Comparative Orthopaedic Research Laboratory, School of Veterinary Medicine, University of Wisconsin-Madison, 2015 Linden Drive, Madison, Wisconsin, USA.
Department of Animal Sciences, College of Agricultural and Life Sciences, University of Wisconsin-Madison, 1675 Observatory Drive, Madison, Wisconsin, USA.
BMC Genet. 2018 Jun 26;19(1):39. doi: 10.1186/s12863-018-0626-7.
Anterior cruciate ligament rupture (ACLR) is a debilitating and potentially life-changing condition in humans, as there is a high prevalence of early-onset osteoarthritis after injury. Identification of high-risk individuals before they become patients is important, as post-treatment lifetime burden of ACLR in the USA ranges from $7.6 to $17.7 billion annually. ACLR is a complex disease with multiple risk factors including genetic predisposition. Naturally occurring ACLR in the dog is an excellent model for human ACLR, as risk factors and disease characteristics in humans and dogs are similar. In a univariate genome-wide association study (GWAS) of 237 Labrador Retrievers, we identified 99 ACLR candidate loci. It is likely that additional variants remain to be identified. Joint analysis of multiple correlated phenotypes is an underutilized technique that increases statistical power, even when only one phenotype is associated with the trait. Proximal tibial morphology has been shown to affect ACLR risk in both humans and dogs. In the present study, tibial plateau angle (TPA) and relative tibial tuberosity width (rTTW) were measured on bilateral radiographs from purebred Labrador Retrievers that were recruited to our initial GWAS. We performed a multivariate genome wide association analysis of ACLR status, TPA, and rTTW.

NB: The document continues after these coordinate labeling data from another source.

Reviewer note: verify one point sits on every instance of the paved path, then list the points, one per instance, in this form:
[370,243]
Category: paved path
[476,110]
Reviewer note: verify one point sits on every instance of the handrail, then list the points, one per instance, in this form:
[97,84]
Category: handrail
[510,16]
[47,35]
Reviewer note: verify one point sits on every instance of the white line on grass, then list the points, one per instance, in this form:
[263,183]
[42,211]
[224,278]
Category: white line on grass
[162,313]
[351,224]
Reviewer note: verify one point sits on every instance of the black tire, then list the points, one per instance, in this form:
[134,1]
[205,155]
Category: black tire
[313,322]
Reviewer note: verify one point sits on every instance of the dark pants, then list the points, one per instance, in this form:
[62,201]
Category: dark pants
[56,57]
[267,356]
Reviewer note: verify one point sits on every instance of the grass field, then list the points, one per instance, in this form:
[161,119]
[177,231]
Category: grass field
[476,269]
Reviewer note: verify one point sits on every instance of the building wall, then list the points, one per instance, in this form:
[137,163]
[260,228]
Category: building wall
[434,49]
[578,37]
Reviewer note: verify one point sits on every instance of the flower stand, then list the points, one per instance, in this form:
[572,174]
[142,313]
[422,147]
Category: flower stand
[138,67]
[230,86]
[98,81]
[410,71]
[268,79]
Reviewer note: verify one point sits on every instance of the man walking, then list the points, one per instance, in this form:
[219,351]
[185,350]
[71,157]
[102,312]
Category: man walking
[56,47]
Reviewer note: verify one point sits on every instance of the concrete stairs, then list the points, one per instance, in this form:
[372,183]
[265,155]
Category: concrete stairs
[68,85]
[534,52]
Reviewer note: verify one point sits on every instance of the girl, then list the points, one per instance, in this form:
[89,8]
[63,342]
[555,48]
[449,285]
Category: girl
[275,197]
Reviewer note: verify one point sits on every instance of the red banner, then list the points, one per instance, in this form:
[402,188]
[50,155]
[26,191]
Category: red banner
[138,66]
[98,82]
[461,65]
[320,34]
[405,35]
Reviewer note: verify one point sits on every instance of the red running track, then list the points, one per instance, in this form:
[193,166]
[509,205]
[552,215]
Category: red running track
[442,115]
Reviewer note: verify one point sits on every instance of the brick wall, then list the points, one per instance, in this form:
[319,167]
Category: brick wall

Our analysis identified 3 loci with moderate evidence of association that were not previously associated with ACLR. A locus on Chr1 associated with both ACLR and rTTW is located within ROR2, a gene important for cartilage and bone development. A locus on Chr4 associated with both ACLR and TPA resides within DOCK2, a gene that has been shown to promote immune cell migration and invasion in synovitis, an important predictor of ACLR. A third locus on Chr23 associated with only ACLR is located near a long non-coding RNA (lncRNA). LncRNA's are important for regulation of gene transcription and translation.
These results did not overlap with our previous GWAS, which is reflective of the different methods used, and supports the need for further work. The results of the present study are highly relevant to ACLR pathogenesis, and identify potential drug targets for medical treatment.
前交叉韧带撕裂(ACL)是人衰弱且潜在改变生活的疾病,因为受伤后早期发生骨关节炎的发病率很高。在他们成为患者之前识别高风险个体很重要,因为在美国,ACL 治疗后的终生负担每年在 76 亿至 177 亿美元之间。ACL 是一种复杂的疾病,有多种风险因素,包括遗传易感性。狗的自然 ACL 是人类 ACL 的理想模型,因为人类和狗的风险因素和疾病特征相似。在对 237 只拉布拉多猎犬的单变量全基因组关联研究(GWAS)中,我们确定了 99 个 ACL 候选基因座。很可能还有其他变体有待发现。多个相关表型的联合分析是一种利用不足的技术,即使只有一个表型与性状相关,也能增加统计效力。胫骨近端形态已被证明会影响人和狗的 ACL 风险。在本研究中,我们测量了从我们最初的 GWAS 招募的纯种拉布拉多猎犬双侧 X 光片的胫骨平台角(TPA)和相对胫骨结节宽度(rTTW)。我们对 ACLR 状态、TPA 和 rTTW 进行了多变量全基因组关联分析。
我们的分析确定了 3 个具有中度关联证据的位点,这些位点以前与 ACL 无关。与 ACLR 和 rTTW 都相关的 Chr1 上的一个位点位于 ROR2 内,该基因对软骨和骨骼发育很重要。与 ACLR 和 TPA 都相关的 Chr4 上的一个位点位于 DOCK2 内,该基因已被证明可促进滑膜中的免疫细胞迁移和浸润,而滑膜是 ACLR 的重要预测因素。仅与 ACLR 相关的 Chr23 上的第三个位点位于长非编码 RNA(lncRNA)附近。lncRNA 对基因转录和翻译的调控很重要。
这些结果与我们之前的 GWAS 没有重叠,这反映了所使用的不同方法,并支持进一步的工作。本研究的结果与 ACLR 发病机制高度相关,并确定了潜在的药物治疗靶点。